One of the great plot devices is Spacey's head to the side narration which did appear in the previous UK series but to say that was original then would be to ignore theatre’s tradition. All history’s great plays do that. It’s film and television who are behind. I mean, look at the Paperboy with Macy Gray’s strange narration.  What’s going on with that? I must stop thinking about this film.

The unreliable narrator is something that really interests me. Happens in the great novels too. And that’s what we have with Frank Underwood, so sure of himself we barrack for evil but the show goes somewhere else.

His style is high camp dead panning.

Villain.

The bastard knock about rogue to school friends, man with a knife to enemies.

Everyone is his enemy.

Even you.

Even when he’s nice to you. That’s how he does it. He works out what you like and fondles that bit like Lori Singer on a cello. The crazed failure. The crazed success. The man borning himself again and again to lead. 

Delicious.

Then there’s his relationship with his wife played by Robin Wright. The most dangerous power couple since Pixie and Christopher Skase. I love watching these people. Lady Macbeth is too easy a  comparison. Both teeter everywhere around morality. I don’t really know of a comparison. There’s probably another Shakespeare but I’m not an English teacher.

To compare this Spacey version with the English one isn’t worth it either. This is a cover. An adaption. Things change. Do you read every book a movie’s adapted to? Do you have that time? Trust people. Trust the artist to make their own cover version. That’s what we pay them for.

David Fincher’s darkness is here. What does a director do after the facebook movie, which was sure directed by him, but does anyone ever get an idea through Sorkin these days? 

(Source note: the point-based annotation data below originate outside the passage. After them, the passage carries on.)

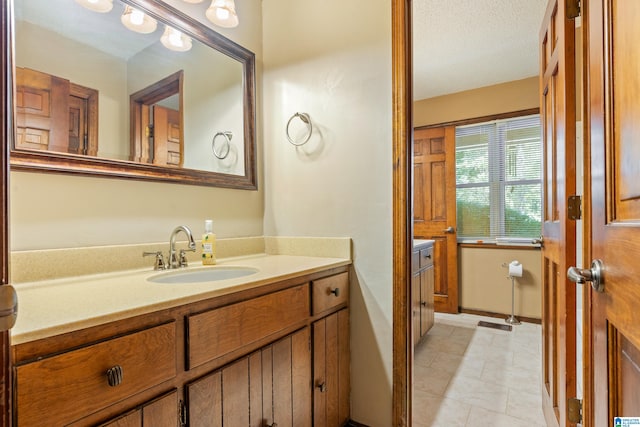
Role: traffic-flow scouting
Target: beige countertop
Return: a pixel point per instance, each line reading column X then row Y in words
column 52, row 307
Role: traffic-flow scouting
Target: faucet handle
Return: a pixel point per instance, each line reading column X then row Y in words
column 159, row 264
column 183, row 256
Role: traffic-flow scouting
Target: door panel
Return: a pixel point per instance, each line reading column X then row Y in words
column 613, row 108
column 166, row 137
column 557, row 87
column 434, row 207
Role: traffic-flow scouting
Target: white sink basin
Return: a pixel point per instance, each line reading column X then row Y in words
column 202, row 275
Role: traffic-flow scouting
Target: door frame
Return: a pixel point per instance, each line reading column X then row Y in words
column 402, row 99
column 8, row 136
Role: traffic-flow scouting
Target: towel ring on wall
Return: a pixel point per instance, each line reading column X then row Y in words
column 224, row 152
column 306, row 120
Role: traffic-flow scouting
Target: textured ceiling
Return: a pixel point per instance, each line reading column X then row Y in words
column 465, row 44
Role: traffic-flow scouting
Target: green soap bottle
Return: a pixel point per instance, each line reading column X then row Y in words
column 208, row 244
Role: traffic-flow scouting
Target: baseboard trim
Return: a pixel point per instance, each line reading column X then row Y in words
column 499, row 315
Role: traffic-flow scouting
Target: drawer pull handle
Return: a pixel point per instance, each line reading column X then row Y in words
column 114, row 376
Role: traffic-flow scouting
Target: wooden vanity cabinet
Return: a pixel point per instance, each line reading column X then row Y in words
column 331, row 359
column 161, row 412
column 249, row 358
column 422, row 284
column 268, row 387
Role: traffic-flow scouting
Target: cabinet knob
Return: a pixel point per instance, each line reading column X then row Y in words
column 114, row 376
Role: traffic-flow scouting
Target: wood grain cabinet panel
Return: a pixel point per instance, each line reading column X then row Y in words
column 330, row 292
column 331, row 370
column 423, row 292
column 161, row 412
column 217, row 332
column 63, row 388
column 269, row 387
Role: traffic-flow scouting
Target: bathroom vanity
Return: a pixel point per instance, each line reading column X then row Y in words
column 266, row 349
column 422, row 281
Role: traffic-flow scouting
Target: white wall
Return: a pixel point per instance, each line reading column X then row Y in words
column 63, row 211
column 332, row 60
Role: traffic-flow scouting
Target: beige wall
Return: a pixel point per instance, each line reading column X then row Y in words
column 502, row 98
column 320, row 61
column 62, row 211
column 484, row 284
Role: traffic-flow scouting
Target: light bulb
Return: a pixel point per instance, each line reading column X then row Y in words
column 138, row 21
column 102, row 6
column 223, row 13
column 173, row 39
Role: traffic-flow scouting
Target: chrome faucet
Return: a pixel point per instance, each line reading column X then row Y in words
column 181, row 261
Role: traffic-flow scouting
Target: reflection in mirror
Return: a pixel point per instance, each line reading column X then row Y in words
column 92, row 92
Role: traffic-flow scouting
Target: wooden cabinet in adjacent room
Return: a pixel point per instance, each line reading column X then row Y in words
column 422, row 284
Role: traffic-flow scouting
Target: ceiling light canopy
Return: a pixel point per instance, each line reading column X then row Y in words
column 138, row 21
column 102, row 6
column 223, row 13
column 173, row 39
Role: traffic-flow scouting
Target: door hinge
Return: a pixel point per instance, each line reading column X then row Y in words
column 182, row 413
column 573, row 8
column 574, row 410
column 574, row 207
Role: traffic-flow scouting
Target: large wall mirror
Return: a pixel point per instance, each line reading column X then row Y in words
column 139, row 91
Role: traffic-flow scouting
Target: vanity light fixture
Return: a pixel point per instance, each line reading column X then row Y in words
column 223, row 13
column 102, row 6
column 138, row 21
column 173, row 39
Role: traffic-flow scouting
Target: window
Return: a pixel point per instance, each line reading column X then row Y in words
column 499, row 179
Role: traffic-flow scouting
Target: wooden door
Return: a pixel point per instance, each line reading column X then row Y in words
column 557, row 105
column 42, row 105
column 612, row 40
column 167, row 145
column 434, row 208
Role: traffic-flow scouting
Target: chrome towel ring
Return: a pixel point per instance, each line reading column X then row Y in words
column 304, row 117
column 224, row 149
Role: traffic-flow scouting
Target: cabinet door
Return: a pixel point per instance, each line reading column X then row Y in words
column 286, row 381
column 161, row 412
column 426, row 300
column 416, row 307
column 331, row 370
column 268, row 387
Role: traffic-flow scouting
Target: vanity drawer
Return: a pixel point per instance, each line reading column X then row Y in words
column 329, row 292
column 426, row 257
column 217, row 332
column 71, row 385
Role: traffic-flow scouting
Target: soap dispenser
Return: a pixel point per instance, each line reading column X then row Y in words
column 208, row 244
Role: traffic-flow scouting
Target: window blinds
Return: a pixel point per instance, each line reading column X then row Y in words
column 498, row 179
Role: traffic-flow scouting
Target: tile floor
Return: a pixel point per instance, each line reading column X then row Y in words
column 467, row 375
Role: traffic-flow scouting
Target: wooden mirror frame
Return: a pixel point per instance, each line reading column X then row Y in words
column 51, row 162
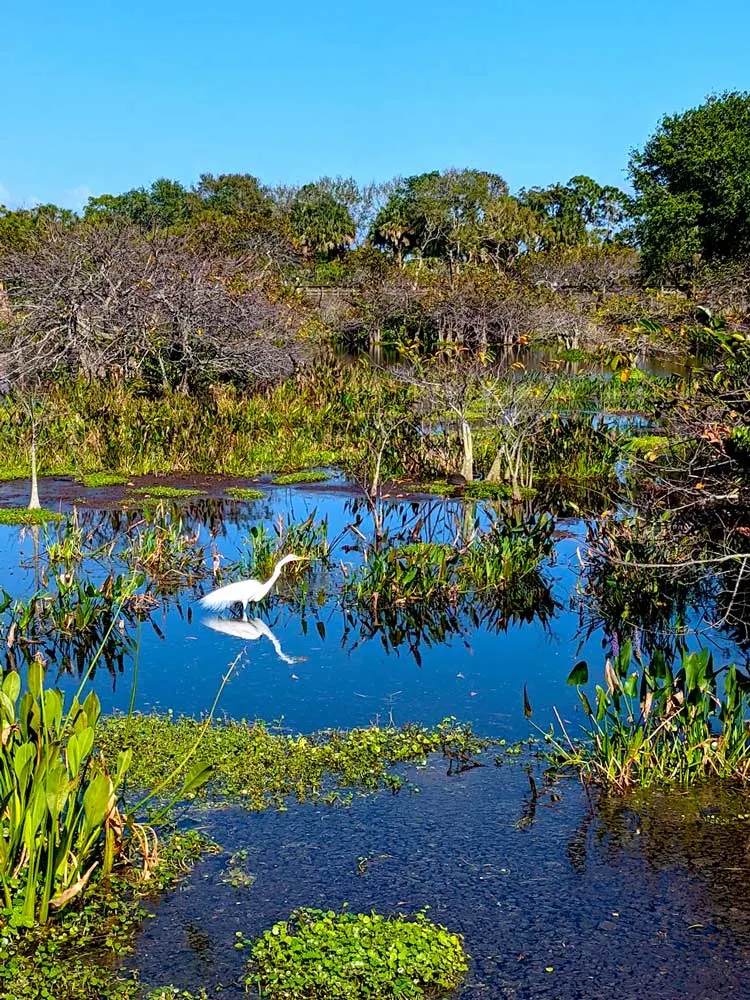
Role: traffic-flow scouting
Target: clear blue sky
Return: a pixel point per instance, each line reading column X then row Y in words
column 110, row 95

The wife, let’s go back to the wife. Claire Underwood. Some strange scenes about her morality. And then she’s just an awful person to work with. Those scenes made me shudder. I used to work in the not for profit places and I tell youse there’s some real nasty pasties around. Much like the other Rob, Robyn Butler’s lead character in The Librarians maybe. But maybe not. Butler’s aggression was cloaked. Wright’s Claire Underwood would slowly scratch out your eyes. And then be forlorn about your blindness for at least three more hours. Besides. Robyn Butler spells her name with a Y.

The journalist girl. Kate Mara as Zoe Barnes. Fabulous but sometimes a bit disturbing because she’s such a little girl. The sex scenes, look I don’t like sex scenes on TV, are awkward because of her littleness. Maybe that was the point they were making but I feel uncomfortable.

The way Frank plays the media. More realistic than the newsroom ever dreamed of being. It’s about feeding the chooks. Frank gives a journo a drop and then you see a montage of the drop turning into a story Chinese Whispers style across the news cycle. This seems right. I asked a journo I know about this and they seemed stunned by the scene. Scary real.

Though the dying newspaper thing and subsequent lets go and work somewhere new age modern contemporary where you can sit on a beanbag is already outdated.

I like where it’s going and I can’t wait to see the second series. Ends a bit abruptly and later eps struggle a little bit but that’s what happens when you try to keep things up like this over 13 episodes.

Oh talk about tired ideas. Alcoholics Anonymous. We’ve progressed since 1986. There are other ways to treat drug dependence. But in US drama there’s only one.